The gravitational force on a particle from an extended body is found by first dividing the body into units of differential mass $dm$ , each of which produces a differential force $d \vec F$ on the particle, and then integrating over all those units to find the sum of those forces:

\vec F_1 = \int d \vec F

13.3 - Gravitation Near Earth's Surface

The gravitational acceleration $a_g$ of a particle (of mass $m$ ) is due solely to the gravitational force acting on it. When the particle is at distance $r$ from the center of a uniform, spherical body of mass $M$ , the magnitude $F$ of the gravitational force on the particle can be found using Newton's Law of Gravitation. Thus, by Newton’s second law,

F_g = ma_g

and thus,

a_g = \frac{GM}{r^2}

Because Earth’s mass is not distributed uniformly, because the planet is not perfectly spherical, and because it rotates, the actual free-fall acceleration $\vec g$ of a particle near Earth differs slightly from the gravitational acceleration $\vec a_g$ , and the particle’s weight (equal to $mg$ ) differs (very slightly) from the magnitude of the gravitational force on it.

13.4 - Gravitation Inside Earth

A uniform shell of matter exerts no net gravitational force on a particle located inside it.
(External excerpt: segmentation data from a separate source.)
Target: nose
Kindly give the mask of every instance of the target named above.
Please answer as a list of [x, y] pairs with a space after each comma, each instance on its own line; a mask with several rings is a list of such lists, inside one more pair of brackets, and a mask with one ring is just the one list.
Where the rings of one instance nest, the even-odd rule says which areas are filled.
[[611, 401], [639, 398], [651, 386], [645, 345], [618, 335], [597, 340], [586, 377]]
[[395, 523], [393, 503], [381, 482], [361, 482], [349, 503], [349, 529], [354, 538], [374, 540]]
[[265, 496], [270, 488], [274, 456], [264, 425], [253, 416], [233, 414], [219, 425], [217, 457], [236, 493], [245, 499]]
Therefore, an object at the center of the earth would experience no net gravitational force, as all parts of the earth would be pulling on it equally.

The gravitational force on a particle inside a uniform solid sphere, at a distance $r$ from the center, is due only to mass $M_{ins}$ in an “inside sphere” with that radius $r$ :

M_{ins} = \frac{4}{3} \pi r^3 \rho = \frac{M}{R^3}r^3

where $\rho$ is the solid sphere's density, $R$ is its radius, and $M$ is its mass. We can assign this inside mass to be that of a particle at the center of the solid sphere and then apply Newton’s law of gravitation for particles. We find that the magnitude of the force acting on mass $m$ is:

F = \frac{GmM}{R^3}r

13.5 - Gravitational Potential Energy

The gravitational potential energy $U(r)$ of a system of two particles, with masses $M$ and $m$ and separated by a distance $r$ , is the negative of the work that would be done by the gravitational force of either particle acting on the other if the separation between the particles were changed from infinite (very large) to $r$ . This energy is the gravitational potential energy:

U = -\frac{GMm}{r}

Systems of Several Particles

If a system contains more than two particles, its total gravitational potential energy $U$ is the sum of the terms representing the potential energies of all the pairs. Here's an example for three particles, with masses $m_1$ , $m_2$ , and $m_3$ :

U = -(\frac{Gm_1m_2}{r_{12}}+\frac{Gm_1m_3}{r_{13}}+\frac{Gm_2m_3}{r_{23}})

Escaping the Gravitational Pull

An object will escape the gravitational pull of an astronomical body of mass $M$ and radius $R$ (that is, it will reach an infinite distance) if the object’s speed near the body’s surface is at least equal to the escape speed, given by:

v = \sqrt{\frac{2GM}{R}}

Common Escape Speeds

13.6 - Planets and Satellites: Kepler's Laws

The motion of satellites, both natural and artificial, is governed by Kepler's laws:

The Law of Orbits: All planets move in elliptical orbits with the Sun at one focus.

The Law of Areas: A line joining any planet to the Sun sweeps out equal areas in equal time intervals. (This statement is equivalent to conservation of angular momentum.)

The Law of Periods: The square of the period $T$ of any planet is proportional to the cube of the semimajor axis $a$ of its orbit. For circular orbits with radius $r$ :
$T^2 = (\frac{4\pi^2}{GM})r^3$
where $M$ is the mass of the attracting body—the Sun in the case of the solar system. For elliptical planetary orbits, the semimajor axis $a$ is substituted for $r$ .

13.7 - Satellites: Orbits and Energy

When a planet or satellite with mass m moves in a circular orbit with radius $r$ , its potential energy $U$ and kinetic energy $K$ are given by

U = -\frac{GMm}{r} \textrm{ and } K = \frac{GMm}{2r}

The mechanical energy $E = K + U$ is then

E = -\frac{Gmm}{2r}

For an elliptical orbit of semimajor axis $a$ ,

E = -\frac{GMm}{2a}

13.8 - Einstein and Gravitation

Einstein pointed out that gravitation and acceleration are equivalent. This principle of equivalence led him to a theory of gravitation (the general theory of relativity) that explains gravitational effects in terms of a curvature of space.